À Kinshasa, la 2ᵉ édition du « Mining Morning » a servi de cadre à un échange de haut niveau entre monde académique et secteur minier. Invité par le Café Juridique de l’Université Catholique au Congo, le Directeur général du Cadastre Minier, Popol Mabolia Yenga, a éclairé les étudiants sur les enjeux de l’accord stratégique entre la République démocratique du Congo et les États-Unis, au croisement des questions de souveraineté, de transparence et de sécurité.
Une pédagogie tournée vers la jeunesse

Devant un public composé d’étudiants et de professionnels, le patron du CAMI a insisté sur la nécessité de rapprocher les institutions publiques du monde académique.
« Nous allons à la rencontre des étudiants pour échanger, approfondir les connaissances et partager notre expertise », a-t-il déclaré.
Dans un secteur en pleine mutation, marqué par l’essor des technologies, il a appelé les jeunes à anticiper les besoins futurs du marché : « L’évolution se tourne vers la technicité et la haute technologie (…) les étudiants doivent anticiper les domaines prisés dans les cinq prochaines années. »
Un message fort dans un contexte où la RDC cherche à combler son déficit en ingénieurs et experts qualifiés.
Accord USA–RDC : une logique différente des partenariats passés

Au cœur de son intervention, l’analyse de l’accord conclu avec les États-Unis. Pour Popol Mabolia Yenga, ce partenariat se distingue clairement des précédents engagements internationaux, notamment de l’accord sino-congolais de 2014.

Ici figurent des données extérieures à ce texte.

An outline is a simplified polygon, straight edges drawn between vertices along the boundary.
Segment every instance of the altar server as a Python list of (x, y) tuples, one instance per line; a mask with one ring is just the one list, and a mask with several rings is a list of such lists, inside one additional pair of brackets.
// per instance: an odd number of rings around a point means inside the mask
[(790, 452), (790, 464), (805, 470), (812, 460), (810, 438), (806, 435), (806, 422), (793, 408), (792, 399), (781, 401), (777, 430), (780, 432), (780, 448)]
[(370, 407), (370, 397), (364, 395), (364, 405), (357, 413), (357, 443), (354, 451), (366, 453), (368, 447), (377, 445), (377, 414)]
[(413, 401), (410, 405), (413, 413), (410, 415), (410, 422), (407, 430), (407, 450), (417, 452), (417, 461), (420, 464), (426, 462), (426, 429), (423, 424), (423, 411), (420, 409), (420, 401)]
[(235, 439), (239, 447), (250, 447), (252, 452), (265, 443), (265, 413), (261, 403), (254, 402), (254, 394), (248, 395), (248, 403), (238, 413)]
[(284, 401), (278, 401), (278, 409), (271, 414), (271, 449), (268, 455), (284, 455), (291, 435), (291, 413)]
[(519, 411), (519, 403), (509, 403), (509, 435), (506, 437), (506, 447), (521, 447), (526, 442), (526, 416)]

« Celui-ci visait la modernisation des infrastructures (…) face à un constat d’obsolescence », a-t-il rappelé.
À l’inverse, l’accord avec Washington s’inscrit dans une dynamique sécuritaire et géostratégique :
« Nous sommes en guerre (…) une opportunité se présente grâce aux minerais stratégiques que nous possédons», a-t-il indiqué.

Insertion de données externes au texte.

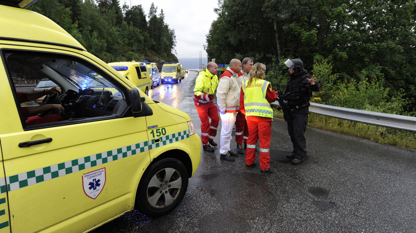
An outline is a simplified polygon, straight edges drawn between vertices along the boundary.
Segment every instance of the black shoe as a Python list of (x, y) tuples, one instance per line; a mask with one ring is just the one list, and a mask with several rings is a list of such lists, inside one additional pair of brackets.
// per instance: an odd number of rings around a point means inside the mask
[(211, 147), (211, 146), (209, 145), (203, 146), (202, 147), (202, 148), (205, 151), (208, 151), (208, 152), (214, 152), (214, 148)]
[(220, 158), (221, 159), (224, 159), (228, 161), (235, 161), (235, 158), (231, 157), (230, 155), (231, 155), (227, 152), (227, 154), (225, 154), (225, 155), (223, 155), (222, 154), (220, 154)]
[(243, 145), (237, 145), (237, 152), (238, 154), (244, 154), (244, 150), (243, 149)]
[(262, 176), (265, 176), (267, 175), (270, 175), (273, 173), (274, 171), (271, 168), (269, 168), (267, 170), (260, 170), (260, 174)]
[(234, 152), (233, 151), (231, 151), (230, 150), (228, 151), (228, 154), (229, 154), (230, 155), (233, 157), (237, 157), (237, 156), (238, 156), (238, 153), (236, 152)]
[(289, 158), (289, 159), (293, 159), (295, 158), (295, 154), (293, 154), (293, 153), (288, 154), (286, 155), (286, 157)]
[(303, 159), (295, 158), (292, 161), (292, 164), (293, 165), (297, 165), (298, 164), (300, 164), (303, 162)]
[(213, 140), (208, 140), (208, 142), (209, 142), (210, 144), (211, 144), (211, 145), (214, 146), (214, 147), (216, 147), (218, 145), (218, 144), (215, 143), (215, 142)]
[(251, 169), (255, 167), (256, 165), (257, 165), (257, 164), (256, 163), (256, 162), (254, 162), (253, 163), (253, 164), (251, 165), (245, 164), (245, 168), (246, 169)]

Selon lui, ce nouveau cadre repose sur une meilleure maîtrise des enjeux, fruit de l’expérience acquise lors des précédentes négociations.
Souveraineté et capacité de négociation

Face aux critiques évoquant un possible bradage des ressources minières, le Directeur général du CAMI a défendu la position congolaise.

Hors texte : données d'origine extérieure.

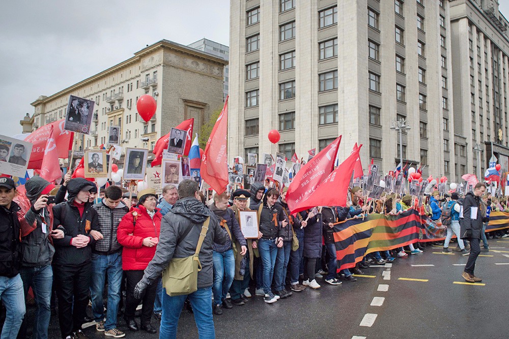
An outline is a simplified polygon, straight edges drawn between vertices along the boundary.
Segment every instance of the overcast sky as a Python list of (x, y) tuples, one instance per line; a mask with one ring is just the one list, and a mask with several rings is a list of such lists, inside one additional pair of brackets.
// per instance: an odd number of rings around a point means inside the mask
[[(239, 0), (240, 1), (240, 0)], [(500, 0), (509, 18), (509, 0)], [(502, 3), (504, 3), (503, 4)], [(0, 134), (20, 133), (30, 103), (165, 39), (229, 45), (229, 0), (4, 1), (0, 13)]]

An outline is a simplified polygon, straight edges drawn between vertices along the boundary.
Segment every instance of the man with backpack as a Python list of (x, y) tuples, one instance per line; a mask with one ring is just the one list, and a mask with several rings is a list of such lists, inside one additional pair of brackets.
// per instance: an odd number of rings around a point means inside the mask
[(461, 206), (458, 202), (459, 197), (458, 193), (454, 192), (450, 196), (450, 201), (447, 203), (445, 208), (442, 211), (442, 225), (447, 226), (447, 236), (444, 242), (443, 253), (450, 253), (449, 242), (453, 237), (453, 233), (456, 235), (458, 244), (460, 245), (460, 251), (462, 253), (466, 253), (465, 244), (460, 237), (460, 211)]

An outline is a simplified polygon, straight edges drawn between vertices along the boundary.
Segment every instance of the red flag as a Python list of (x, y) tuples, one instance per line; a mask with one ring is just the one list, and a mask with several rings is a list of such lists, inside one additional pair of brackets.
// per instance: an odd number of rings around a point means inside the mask
[(228, 185), (228, 97), (227, 97), (224, 106), (207, 141), (200, 171), (202, 178), (219, 194), (224, 192)]
[[(355, 166), (355, 162), (359, 158), (361, 147), (359, 146), (352, 151), (350, 156), (334, 170), (314, 192), (307, 196), (307, 199), (303, 200), (291, 209), (292, 213), (317, 206), (345, 206), (347, 203), (348, 185)], [(301, 171), (299, 172), (299, 174)], [(333, 194), (331, 194), (331, 192)]]
[(69, 151), (72, 148), (74, 133), (64, 129), (64, 119), (45, 125), (32, 132), (25, 139), (25, 141), (31, 142), (33, 145), (29, 168), (39, 169), (42, 165), (42, 160), (44, 158), (46, 141), (49, 138), (49, 133), (52, 127), (54, 130), (53, 137), (56, 144), (58, 158), (67, 158), (69, 157)]
[[(297, 206), (316, 190), (334, 169), (334, 163), (341, 142), (341, 136), (340, 136), (304, 165), (295, 175), (285, 198), (292, 213)], [(350, 178), (348, 180), (350, 180)], [(319, 205), (321, 204), (316, 206)]]
[[(189, 155), (189, 149), (191, 149), (191, 137), (192, 136), (192, 128), (194, 124), (194, 118), (191, 118), (184, 120), (175, 127), (178, 130), (184, 130), (187, 131), (186, 136), (186, 146), (184, 148), (184, 156)], [(162, 152), (168, 148), (168, 144), (169, 142), (169, 135), (171, 133), (170, 131), (166, 135), (161, 137), (156, 142), (155, 146), (154, 146), (154, 150), (152, 151), (152, 152), (155, 155), (155, 158), (151, 163), (151, 166), (152, 167), (161, 165), (161, 162), (162, 160)]]
[(53, 137), (53, 126), (50, 128), (49, 135), (44, 147), (44, 157), (41, 166), (41, 177), (52, 182), (62, 177), (62, 173), (59, 164), (59, 150)]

« Nous ne nous présentons pas comme des ignorants (…) sur le plan intellectuel, nous rivalisons », a-t-il affirmé.
Il a insisté sur le fait que les partenariats en cours reposent sur des opportunités d’investissement et non sur une cession des ressources nationales.
Pour illustrer cette approche, il a cité le cas de la société américaine KoBold Metals :
« La compagnie a sollicité des permis dans des zones libres et s’est soumise à la législation congolaise en vigueur, sans traitement de faveur. »
Transparence et modernisation du CAMI

Le DG du CAMI a également mis en avant les efforts de transparence entrepris par son institution, notamment à travers la digitalisation des données minières accessibles au public.
Une démarche qui vise à renforcer la crédibilité du secteur et à rassurer les investisseurs, tout en garantissant une meilleure gouvernance des titres miniers.
Un dialogue entre savoir et stratégie nationale
Au-delà des aspects techniques, cette rencontre a permis d’ouvrir un espace de dialogue entre étudiants, experts et décideurs, dans un secteur clé pour l’économie congolaise.
À travers cet échange, le message est clair : la gouvernance minière de demain dépendra autant des choix stratégiques de l’État que de la préparation d’une nouvelle génération de professionnels capables de porter cette ambition.